Mr Oxley : Just to prompt Russell's memory momentarily, the other one was the work through the World Heritage centre in the Galapagos last year.

Dr Reichelt : Of course—my apologies—that small matter! We have an ongoing, strong relationship with World Heritage Centre. The World Heritage Centre's experts, who assess the national reports that are driven essentially through the department and my colleague Mr Oxley, rely on techniques and methods developed by Australia over the last 40 years. The Barrier Reef was the first nominated marine World Heritage site, and Australia's efforts in its local management were highly recognised in the 2015 decision to not list it as an endangered property, and I think largely because of the efforts Australia is making. We are very transparent as a country.

No other country provides a report as open as the Outlook Report that we do—and it is independent.
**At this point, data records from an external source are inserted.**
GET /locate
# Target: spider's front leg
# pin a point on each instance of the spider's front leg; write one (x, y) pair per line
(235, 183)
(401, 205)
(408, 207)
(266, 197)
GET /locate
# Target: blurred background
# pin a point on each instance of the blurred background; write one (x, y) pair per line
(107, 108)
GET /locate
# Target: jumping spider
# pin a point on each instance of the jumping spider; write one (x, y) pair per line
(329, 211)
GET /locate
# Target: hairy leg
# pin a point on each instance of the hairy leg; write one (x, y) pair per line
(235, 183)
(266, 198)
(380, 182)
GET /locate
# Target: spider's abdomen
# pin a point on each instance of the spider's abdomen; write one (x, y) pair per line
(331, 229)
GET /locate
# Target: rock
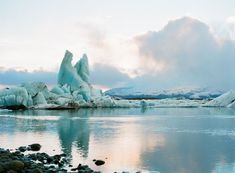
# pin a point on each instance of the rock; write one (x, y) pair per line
(16, 165)
(11, 171)
(37, 170)
(2, 169)
(99, 162)
(35, 147)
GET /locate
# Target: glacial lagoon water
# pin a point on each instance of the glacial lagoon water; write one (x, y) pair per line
(165, 140)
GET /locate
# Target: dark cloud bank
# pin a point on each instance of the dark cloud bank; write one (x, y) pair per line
(189, 51)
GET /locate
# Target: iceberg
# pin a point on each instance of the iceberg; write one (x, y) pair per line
(225, 100)
(16, 97)
(74, 90)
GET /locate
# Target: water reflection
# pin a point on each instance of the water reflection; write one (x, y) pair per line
(165, 140)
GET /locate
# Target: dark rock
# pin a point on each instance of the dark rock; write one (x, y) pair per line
(37, 170)
(35, 147)
(22, 149)
(99, 162)
(16, 165)
(11, 171)
(2, 169)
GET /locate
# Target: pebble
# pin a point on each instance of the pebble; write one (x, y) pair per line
(99, 162)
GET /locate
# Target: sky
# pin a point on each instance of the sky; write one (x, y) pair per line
(152, 43)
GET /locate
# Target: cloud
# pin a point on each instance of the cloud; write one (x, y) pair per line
(190, 55)
(13, 77)
(109, 76)
(184, 53)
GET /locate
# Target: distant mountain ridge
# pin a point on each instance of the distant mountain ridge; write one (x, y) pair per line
(177, 93)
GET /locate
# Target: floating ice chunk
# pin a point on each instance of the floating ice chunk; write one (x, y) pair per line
(39, 99)
(34, 88)
(57, 90)
(17, 96)
(96, 92)
(68, 74)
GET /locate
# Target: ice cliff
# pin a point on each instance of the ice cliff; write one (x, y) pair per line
(72, 91)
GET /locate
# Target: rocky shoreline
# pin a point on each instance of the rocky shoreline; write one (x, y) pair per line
(37, 162)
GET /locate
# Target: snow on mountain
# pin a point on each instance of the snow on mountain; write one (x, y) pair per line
(178, 93)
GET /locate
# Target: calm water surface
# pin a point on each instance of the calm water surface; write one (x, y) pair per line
(165, 140)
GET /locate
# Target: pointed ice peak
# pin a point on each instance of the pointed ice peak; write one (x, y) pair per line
(82, 67)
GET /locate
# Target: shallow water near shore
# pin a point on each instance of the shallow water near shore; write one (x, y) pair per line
(161, 140)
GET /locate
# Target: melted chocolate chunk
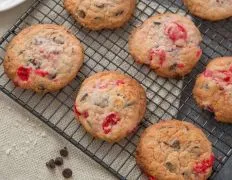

We construct that report, and it is in the act that we do it. It is in the act that we can call on the expertise we need, and it is transmitted by the minister to parliament unchanged. It is a very independent process. Interestingly, we have done two now, and the World Heritage Centre and the IUCN, which is another global nature conservation non-government organisation, adopted the Outlook Report that Australia developed for all marine properties worldwide. It has had that recognition as well. We are working closely with passing on the methods that we can to countries there. In recent times, the marine site managers—there are 44 marine sites—have been meeting. We have had our third one now, organised by the World Heritage Centre. In those meetings Australia is given special recognition, and people are very interested in what we are going to do next. What are we working on now to improve the protection for the coral systems?

Senator HUME: That is excellent. I have learnt an awful lot about coral bleaching today. Can you tell me, the piece of coral that Senator Di Natale showed you before, the one that he has quite clearly chipped off the reef: had that piece of coral been allowed to stay, is there a chance that that could still be alive?

Dr Reichelt : I do not know where that came from. I hope it was not alive on the Barrier Reef.

Senator WHISH-WILSON: A lot of people have bits of coral washed up on the beach.

CHAIR: Senator Di Natale and Senator Whish-Wilson, you have had your stunt. Now I think it is a reasonable question from Senator Hume, so I will allow her to continue.

Senator HUME: Thank you, Chair. Is there a chance that that piece of coral, when it was chipped off the reef, could still have been alive?

Dr Reichelt : I think it is in the realm of speculation. I do not know where it came from.

Senator WHISH-WILSON: It washed up on the beach.

Dr Reichelt : I will not guess and enter the debate.

Senator Birmingham: But I think as you heard before, Senator, coral bleaching incidents do not necessarily spell the permanent death of the coral. Recovery is quite possible over different time frames.

Senator HUME: I think it is quite dead now.

Senator Birmingham: Indeed.

CHAIR: After that last incident, where I had to call a private meeting, I would just remind all senators here that as chair I am endeavouring to do two things. One is to keep us on schedule and the other is to make sure that our questions remain respectful of the officials who appear before us. If there are any other such incidents, I will take a very dim view of the disruption to this inquiry. While I cannot eject anybody, I will certainly take a very dim view in terms of how I deal with it. I thank you all.